The European Commission has unveiled plans for an industrial strategy based on hydrogen production that include a “Clean Hydrogen Alliance” across the bloc.
“The alliance will build on existing work to identify technology needs, investment opportunities and regulatory barriers and enablers,” the European Union’s executive branch stated.
The initiative aims to promote the homegrown production of clean gases as the EU looks to become climate-neutral by 2050.
There are hopes that companies such as Air Liquide of France and Bosch of Germany will become involved.
The hydrogen alliance is intended to be modelled on the European Battery Alliance, which includes more than 200 firms, national governments and research bodies focussing on battery technology.
The initiative received €3.2 billion of state aid in December.
Hydrogen presents an alternative means to store surplus renewable energy.
European single-market commissioner Thierry Breton said hydrogen was potentially a crucial energy source for aviation and transport that emit large quantities of carbon each year.
Breton said hydrogen would become “strategically important for energy independence and the future of Europe”.
“Our job is to establish a vision,” the French commissioner said. “We need to provide a strategy because we need to give visibility for investment long term.
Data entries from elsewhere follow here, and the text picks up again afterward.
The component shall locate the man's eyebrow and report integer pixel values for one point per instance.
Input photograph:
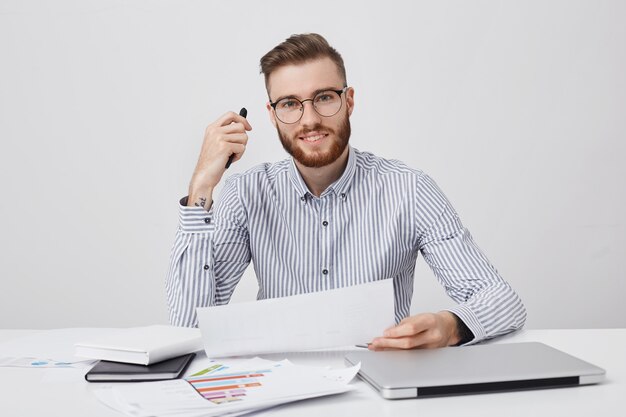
(319, 90)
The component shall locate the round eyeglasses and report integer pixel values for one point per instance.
(326, 103)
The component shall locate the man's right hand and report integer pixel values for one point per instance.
(222, 138)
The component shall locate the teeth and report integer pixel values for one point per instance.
(313, 138)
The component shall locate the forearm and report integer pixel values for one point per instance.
(200, 197)
(493, 311)
(190, 279)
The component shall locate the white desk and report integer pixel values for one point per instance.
(41, 392)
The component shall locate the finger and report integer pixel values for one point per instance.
(235, 138)
(237, 149)
(235, 127)
(382, 343)
(412, 325)
(230, 117)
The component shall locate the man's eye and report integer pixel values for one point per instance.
(288, 104)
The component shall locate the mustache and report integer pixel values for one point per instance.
(317, 128)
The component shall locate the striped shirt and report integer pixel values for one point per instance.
(368, 225)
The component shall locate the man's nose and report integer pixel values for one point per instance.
(310, 117)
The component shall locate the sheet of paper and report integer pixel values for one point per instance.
(345, 316)
(48, 348)
(241, 387)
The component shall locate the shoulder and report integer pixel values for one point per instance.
(368, 164)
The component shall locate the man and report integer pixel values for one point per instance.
(329, 217)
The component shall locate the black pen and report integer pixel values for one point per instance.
(243, 112)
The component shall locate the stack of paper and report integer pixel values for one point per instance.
(227, 390)
(142, 345)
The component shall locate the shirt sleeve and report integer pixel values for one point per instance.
(486, 303)
(211, 251)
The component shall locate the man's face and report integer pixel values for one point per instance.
(314, 141)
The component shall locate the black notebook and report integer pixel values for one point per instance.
(107, 371)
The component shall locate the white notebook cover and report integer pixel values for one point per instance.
(142, 345)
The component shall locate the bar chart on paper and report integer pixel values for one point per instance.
(224, 388)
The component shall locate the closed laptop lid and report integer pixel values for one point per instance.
(472, 369)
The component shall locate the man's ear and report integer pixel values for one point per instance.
(271, 113)
(350, 100)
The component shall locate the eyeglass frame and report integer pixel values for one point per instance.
(339, 93)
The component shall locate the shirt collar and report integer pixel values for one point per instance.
(340, 187)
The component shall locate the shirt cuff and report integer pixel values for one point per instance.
(471, 321)
(195, 219)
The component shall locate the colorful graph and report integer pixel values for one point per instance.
(225, 388)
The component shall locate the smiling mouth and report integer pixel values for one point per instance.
(313, 138)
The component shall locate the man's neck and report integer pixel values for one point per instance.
(318, 179)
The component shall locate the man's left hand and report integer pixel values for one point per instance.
(425, 331)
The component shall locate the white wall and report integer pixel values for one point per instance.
(517, 109)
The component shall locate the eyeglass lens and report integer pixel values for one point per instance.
(326, 103)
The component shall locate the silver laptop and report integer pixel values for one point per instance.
(471, 370)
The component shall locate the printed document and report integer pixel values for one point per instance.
(340, 317)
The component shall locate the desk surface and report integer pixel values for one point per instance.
(39, 392)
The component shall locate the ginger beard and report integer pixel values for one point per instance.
(317, 159)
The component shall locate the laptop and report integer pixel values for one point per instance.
(471, 370)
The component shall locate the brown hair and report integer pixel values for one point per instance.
(298, 49)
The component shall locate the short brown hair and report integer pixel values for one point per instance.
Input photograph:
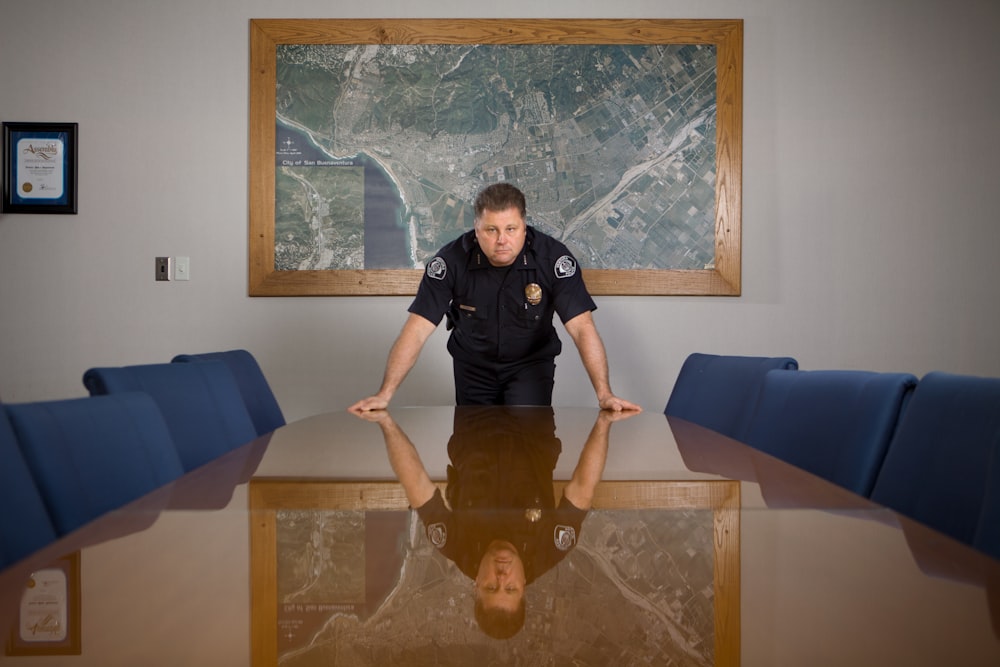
(500, 197)
(499, 623)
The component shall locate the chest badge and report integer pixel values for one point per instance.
(533, 293)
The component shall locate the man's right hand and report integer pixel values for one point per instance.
(369, 404)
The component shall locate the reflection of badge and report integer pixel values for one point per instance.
(437, 533)
(565, 267)
(564, 537)
(437, 268)
(533, 293)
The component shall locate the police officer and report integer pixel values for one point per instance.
(499, 286)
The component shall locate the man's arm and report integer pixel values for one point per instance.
(402, 357)
(580, 488)
(588, 342)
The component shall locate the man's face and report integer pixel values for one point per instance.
(500, 580)
(501, 235)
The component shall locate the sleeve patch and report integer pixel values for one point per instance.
(437, 269)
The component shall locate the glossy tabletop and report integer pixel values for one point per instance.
(299, 549)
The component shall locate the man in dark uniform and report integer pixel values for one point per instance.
(499, 286)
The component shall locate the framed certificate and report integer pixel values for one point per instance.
(39, 167)
(48, 620)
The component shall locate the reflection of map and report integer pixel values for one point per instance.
(637, 590)
(381, 149)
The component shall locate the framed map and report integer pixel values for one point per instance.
(342, 572)
(369, 140)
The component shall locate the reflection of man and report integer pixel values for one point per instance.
(499, 286)
(498, 519)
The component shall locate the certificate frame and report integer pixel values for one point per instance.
(39, 157)
(70, 642)
(268, 496)
(721, 277)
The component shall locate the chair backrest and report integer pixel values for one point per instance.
(257, 395)
(201, 404)
(987, 537)
(92, 455)
(936, 468)
(836, 424)
(720, 391)
(25, 525)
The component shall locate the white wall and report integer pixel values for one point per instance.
(869, 180)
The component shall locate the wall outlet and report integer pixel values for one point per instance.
(163, 269)
(182, 268)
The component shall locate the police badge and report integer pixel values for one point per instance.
(565, 267)
(533, 293)
(437, 533)
(564, 537)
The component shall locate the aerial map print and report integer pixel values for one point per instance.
(380, 150)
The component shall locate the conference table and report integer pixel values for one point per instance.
(300, 548)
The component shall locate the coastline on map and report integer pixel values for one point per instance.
(390, 237)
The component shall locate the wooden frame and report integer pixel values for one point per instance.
(39, 168)
(268, 496)
(723, 277)
(60, 579)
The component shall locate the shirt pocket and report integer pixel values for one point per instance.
(470, 318)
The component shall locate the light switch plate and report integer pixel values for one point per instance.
(163, 268)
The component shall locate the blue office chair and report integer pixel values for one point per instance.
(257, 395)
(92, 455)
(25, 525)
(200, 402)
(720, 391)
(836, 424)
(935, 470)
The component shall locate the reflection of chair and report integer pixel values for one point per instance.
(987, 536)
(93, 455)
(257, 395)
(834, 423)
(25, 525)
(719, 392)
(201, 403)
(935, 470)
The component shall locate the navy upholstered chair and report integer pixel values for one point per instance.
(720, 391)
(92, 455)
(25, 525)
(201, 404)
(937, 466)
(257, 395)
(987, 537)
(836, 424)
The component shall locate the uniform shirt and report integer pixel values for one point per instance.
(496, 313)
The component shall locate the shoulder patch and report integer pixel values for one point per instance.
(565, 267)
(437, 269)
(437, 533)
(564, 537)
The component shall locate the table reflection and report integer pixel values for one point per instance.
(566, 570)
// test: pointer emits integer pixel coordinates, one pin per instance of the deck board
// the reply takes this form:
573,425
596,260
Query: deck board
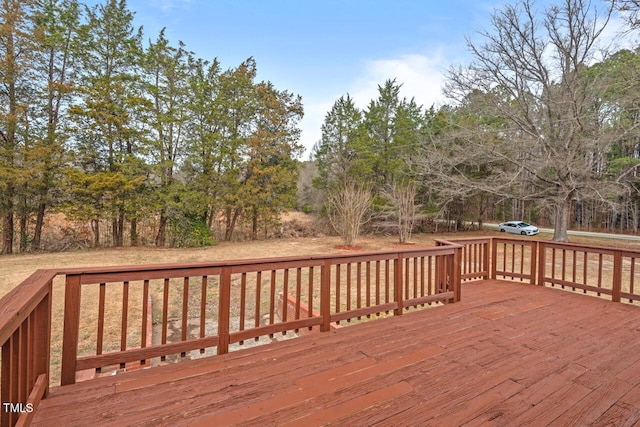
508,354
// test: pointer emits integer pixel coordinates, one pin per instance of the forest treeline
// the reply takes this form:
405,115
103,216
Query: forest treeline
108,128
116,129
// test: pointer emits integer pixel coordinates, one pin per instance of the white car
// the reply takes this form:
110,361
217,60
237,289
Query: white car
518,227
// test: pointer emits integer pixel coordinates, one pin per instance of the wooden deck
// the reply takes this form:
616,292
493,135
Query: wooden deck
507,354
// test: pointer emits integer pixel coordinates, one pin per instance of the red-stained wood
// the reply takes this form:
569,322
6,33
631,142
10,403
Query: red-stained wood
224,307
71,330
531,361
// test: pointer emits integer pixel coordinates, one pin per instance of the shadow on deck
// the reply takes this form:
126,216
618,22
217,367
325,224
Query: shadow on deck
507,354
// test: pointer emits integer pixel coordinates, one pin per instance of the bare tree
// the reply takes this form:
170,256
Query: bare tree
348,208
547,130
402,196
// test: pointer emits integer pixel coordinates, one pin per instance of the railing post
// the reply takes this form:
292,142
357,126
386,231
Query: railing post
534,255
542,263
71,329
325,296
42,346
494,258
398,283
224,308
456,274
617,276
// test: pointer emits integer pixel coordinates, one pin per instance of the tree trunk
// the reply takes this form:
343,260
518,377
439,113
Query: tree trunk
561,220
7,229
160,236
24,233
134,232
231,223
254,224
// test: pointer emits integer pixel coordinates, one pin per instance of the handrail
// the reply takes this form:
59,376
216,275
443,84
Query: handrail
343,286
332,288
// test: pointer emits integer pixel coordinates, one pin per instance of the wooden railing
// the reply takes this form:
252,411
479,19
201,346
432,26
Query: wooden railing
25,334
475,256
200,307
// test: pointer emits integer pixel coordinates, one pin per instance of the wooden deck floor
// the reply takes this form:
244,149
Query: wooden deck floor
508,354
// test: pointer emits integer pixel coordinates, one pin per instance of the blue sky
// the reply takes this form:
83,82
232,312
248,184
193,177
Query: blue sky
322,49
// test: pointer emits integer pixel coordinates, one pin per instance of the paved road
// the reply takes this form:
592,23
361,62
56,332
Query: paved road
581,233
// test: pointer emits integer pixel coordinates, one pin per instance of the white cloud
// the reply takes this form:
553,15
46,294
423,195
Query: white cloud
168,5
311,124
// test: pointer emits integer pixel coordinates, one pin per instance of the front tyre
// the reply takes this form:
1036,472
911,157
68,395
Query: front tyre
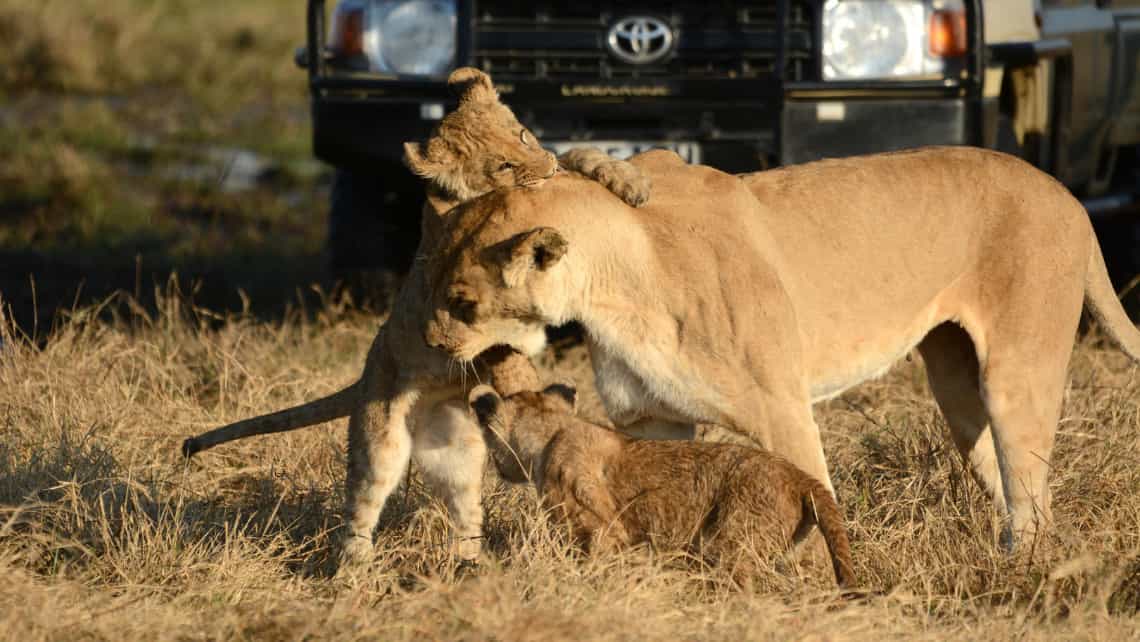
373,232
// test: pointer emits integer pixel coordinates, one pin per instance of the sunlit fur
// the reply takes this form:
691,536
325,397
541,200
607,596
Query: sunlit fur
740,300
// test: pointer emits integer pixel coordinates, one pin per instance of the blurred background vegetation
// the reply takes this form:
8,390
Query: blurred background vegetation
148,137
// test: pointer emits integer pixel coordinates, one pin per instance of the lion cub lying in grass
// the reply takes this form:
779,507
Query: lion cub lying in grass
724,501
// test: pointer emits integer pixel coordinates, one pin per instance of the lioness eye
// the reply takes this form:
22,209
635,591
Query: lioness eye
463,309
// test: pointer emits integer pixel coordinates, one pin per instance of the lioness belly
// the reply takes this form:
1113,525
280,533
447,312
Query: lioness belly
650,393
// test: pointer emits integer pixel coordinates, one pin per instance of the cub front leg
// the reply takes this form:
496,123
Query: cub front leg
587,505
619,177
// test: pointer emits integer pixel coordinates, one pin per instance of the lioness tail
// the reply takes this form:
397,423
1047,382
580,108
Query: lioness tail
1105,306
334,406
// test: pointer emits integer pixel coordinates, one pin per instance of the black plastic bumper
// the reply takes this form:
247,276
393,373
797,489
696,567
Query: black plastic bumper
820,129
366,133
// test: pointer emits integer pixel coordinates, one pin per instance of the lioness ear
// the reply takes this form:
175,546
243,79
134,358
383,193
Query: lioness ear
538,249
472,86
563,391
485,401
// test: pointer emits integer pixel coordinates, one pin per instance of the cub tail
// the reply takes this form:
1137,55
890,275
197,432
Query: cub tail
820,504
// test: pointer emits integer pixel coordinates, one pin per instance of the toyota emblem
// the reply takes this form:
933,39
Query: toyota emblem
640,40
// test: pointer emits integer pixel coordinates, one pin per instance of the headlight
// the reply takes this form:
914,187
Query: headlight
890,39
402,37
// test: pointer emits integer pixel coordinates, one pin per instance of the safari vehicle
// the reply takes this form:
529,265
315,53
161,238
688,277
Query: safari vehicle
739,86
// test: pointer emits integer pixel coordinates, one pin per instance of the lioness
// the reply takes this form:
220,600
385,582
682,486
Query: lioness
724,501
478,147
741,301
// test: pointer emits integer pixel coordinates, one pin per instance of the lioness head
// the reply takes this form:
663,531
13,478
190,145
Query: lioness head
518,427
480,146
494,277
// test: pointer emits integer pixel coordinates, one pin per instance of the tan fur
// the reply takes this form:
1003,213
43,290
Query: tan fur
741,301
459,161
477,148
726,502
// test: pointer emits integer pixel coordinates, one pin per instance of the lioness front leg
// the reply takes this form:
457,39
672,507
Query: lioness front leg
619,177
449,448
379,450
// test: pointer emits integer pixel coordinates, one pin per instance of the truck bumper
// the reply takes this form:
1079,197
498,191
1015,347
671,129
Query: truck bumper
832,128
366,135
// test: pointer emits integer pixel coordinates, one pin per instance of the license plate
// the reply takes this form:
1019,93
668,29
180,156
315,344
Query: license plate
689,151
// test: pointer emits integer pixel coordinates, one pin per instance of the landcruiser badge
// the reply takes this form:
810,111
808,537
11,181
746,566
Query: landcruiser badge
640,40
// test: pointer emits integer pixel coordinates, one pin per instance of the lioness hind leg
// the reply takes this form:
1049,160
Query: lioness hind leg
1025,407
1023,383
448,446
952,371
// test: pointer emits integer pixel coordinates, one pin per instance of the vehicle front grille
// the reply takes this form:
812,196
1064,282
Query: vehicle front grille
714,40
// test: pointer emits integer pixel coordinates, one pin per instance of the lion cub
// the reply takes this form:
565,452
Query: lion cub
719,500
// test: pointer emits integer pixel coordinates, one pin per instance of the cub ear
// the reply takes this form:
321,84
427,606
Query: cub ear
472,86
485,401
418,160
538,249
566,392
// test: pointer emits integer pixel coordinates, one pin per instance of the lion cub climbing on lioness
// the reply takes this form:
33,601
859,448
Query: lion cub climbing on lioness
723,501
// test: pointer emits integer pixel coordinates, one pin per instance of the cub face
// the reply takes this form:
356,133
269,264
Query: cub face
489,285
480,146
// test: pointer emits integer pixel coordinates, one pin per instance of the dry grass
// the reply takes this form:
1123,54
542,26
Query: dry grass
106,534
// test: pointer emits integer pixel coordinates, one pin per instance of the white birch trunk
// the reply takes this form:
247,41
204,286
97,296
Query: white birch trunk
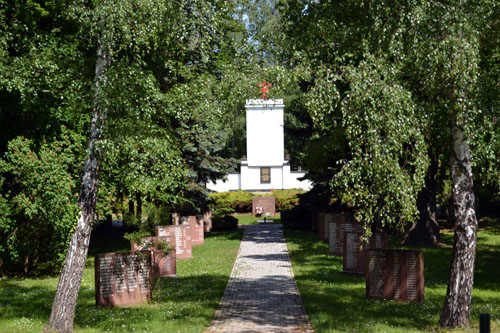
456,311
63,307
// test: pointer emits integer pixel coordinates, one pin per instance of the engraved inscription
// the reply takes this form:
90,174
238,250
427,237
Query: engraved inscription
411,281
397,293
179,245
119,271
144,268
131,272
162,231
106,277
352,245
332,236
376,259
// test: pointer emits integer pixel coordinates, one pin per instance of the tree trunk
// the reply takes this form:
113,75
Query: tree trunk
425,231
131,205
456,311
138,199
63,308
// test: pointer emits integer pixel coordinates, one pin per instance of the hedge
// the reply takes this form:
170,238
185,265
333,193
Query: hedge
241,201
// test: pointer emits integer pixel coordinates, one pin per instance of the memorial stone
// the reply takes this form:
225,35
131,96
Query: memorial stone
181,236
322,227
122,279
163,265
268,205
207,218
354,257
341,223
197,229
176,218
395,275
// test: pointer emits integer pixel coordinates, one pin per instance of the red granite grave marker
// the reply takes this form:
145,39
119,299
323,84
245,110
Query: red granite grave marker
341,224
355,258
163,265
395,274
181,236
123,278
268,205
207,218
197,229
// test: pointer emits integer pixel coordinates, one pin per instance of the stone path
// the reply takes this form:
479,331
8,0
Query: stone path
261,295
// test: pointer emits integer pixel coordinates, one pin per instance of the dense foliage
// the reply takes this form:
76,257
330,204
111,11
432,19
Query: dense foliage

“Managing the green and digital transitions and avoiding external dependencies in a new geopolitical context requires radical change – and it needs to start now.”
The alliance plans to begin operations later this year, according to a Brussels representative.
Hydrogen is seen as a possible means to cut emissions from polluting industries producing steel, cement and chemicals.
Hydrogen can produce the temperatures above 1,000°C needed in industries like cement manufacture, steelmaking and oil refining.
More than two-thirds of the 70 million tonnes of hydrogen produced annually comes from natural gas.
The process creates approximately 830 million tonnes of carbon pollution annually, more than the combined emissions of the UK and Indonesia, the International Energy Agency reported.
Germany in February released a draft hydrogen strategy covering transport and storage with more details due to be released on March 18.
The CEO of the WindEurope lobby group, Giles Dickson, said: “It is good the commission has acknowledged the strategic role of renewables for the EU economy.
“Now is the time to take concrete measures. If the European Green Deal is to deliver climate neutrality by 2050, the EU needs to accelerate the deployment of wind energy.
“The commission sees wind being half of Europe’s electricity by 2050. And it’ll be a big part of the renewable hydrogen the EU wants more of.”